Does it make sense that so many good writers whose messages transcend race and gender have been pushed aside in favor of being politically correct? Come on fixit, expand your horizons.

Anonymous said...

Anonymous 8:13, I have been suggesting to several parties for a few years now that our literature selections at all grade levels are too focused on African-American themes. I bring it up every year at PSCC meetings, and meetings of parent groups. I have told this to curriculum coaches,english teachers, principals and at least one director face-to-face. My opinion is that it does nothing to build better relationships between students in classrooms. Cover the material once, not again every year. I also asked direct questions about some of the middle grade novels selected. They are too dark in feeling. If you were not depressed before reading a few, you will be afterward. They have won awards, some, but the grade level is already a sensitive few years, why keep repeating the "sad" message? I think this is why a lot of kids abandon reading. They hated the books they "had" to read. I once suggested that teachers picked the books they wanted to use to teach the standards and then compare how those kids did on a PSSA with other kids. I bet the teacher who was given some authority over what she taught made better lessons from the material.
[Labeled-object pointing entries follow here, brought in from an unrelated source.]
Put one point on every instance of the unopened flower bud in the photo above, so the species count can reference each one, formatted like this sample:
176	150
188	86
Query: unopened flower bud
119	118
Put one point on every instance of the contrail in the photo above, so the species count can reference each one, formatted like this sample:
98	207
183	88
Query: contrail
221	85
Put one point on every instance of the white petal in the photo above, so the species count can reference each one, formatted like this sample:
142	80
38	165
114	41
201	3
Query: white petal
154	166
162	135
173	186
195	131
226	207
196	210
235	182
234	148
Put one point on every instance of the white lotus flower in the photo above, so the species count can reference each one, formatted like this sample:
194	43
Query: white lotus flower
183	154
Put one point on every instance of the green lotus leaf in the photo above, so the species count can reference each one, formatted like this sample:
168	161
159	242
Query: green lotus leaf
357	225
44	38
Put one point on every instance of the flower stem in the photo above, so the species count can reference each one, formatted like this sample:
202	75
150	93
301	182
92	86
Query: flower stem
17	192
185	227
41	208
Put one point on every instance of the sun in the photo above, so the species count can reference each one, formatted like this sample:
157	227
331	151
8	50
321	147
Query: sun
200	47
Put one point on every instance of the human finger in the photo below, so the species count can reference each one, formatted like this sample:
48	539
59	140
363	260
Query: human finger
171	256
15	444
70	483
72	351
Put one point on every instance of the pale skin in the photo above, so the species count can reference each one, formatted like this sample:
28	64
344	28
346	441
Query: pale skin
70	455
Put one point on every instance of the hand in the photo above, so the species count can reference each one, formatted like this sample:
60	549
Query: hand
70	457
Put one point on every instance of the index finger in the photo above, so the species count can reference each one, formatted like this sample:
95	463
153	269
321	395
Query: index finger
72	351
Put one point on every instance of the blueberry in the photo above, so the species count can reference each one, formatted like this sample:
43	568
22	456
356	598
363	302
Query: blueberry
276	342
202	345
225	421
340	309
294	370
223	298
Back to the achievement gap issue. Our curriculum is now being written by PPS techers with help from some department at Pitt, right? Somebody is providing a starting point. Too much is being determined in response to the ruling based on the lawsuitfiled in the early 90s by the Advocates for African-American Education.

The new civics program was a nice PR move, putting a focus on Pittsburgh in the big year's celebration, but will it help students be better citizens? If part of being a better citizen is being a more cooperative and responsible student?

Jimmy said...

Just a comment regarding the January 10, 2009 10:33 AM posting:

The posting included this phrase: "Our curriculum is now being written by PPS techers with help from some department at Pitt..."

In my opinion (and I have 10 plus years with PPS), Pitt is just another part of our problem.

If anything, the Pitt consultants that I have heard are even more fantasy-based than our central administrators.

They will not discuss disruptive behavior, chronic truancy, or anything else that's really a key to improving the district.

All I've ever seen from Pitt consultants are Power Point presentations (based on some study somewhere) that state that if you rearrange topic order and then ask some scripted questions, student scores will - presto - magically and dramatically increase.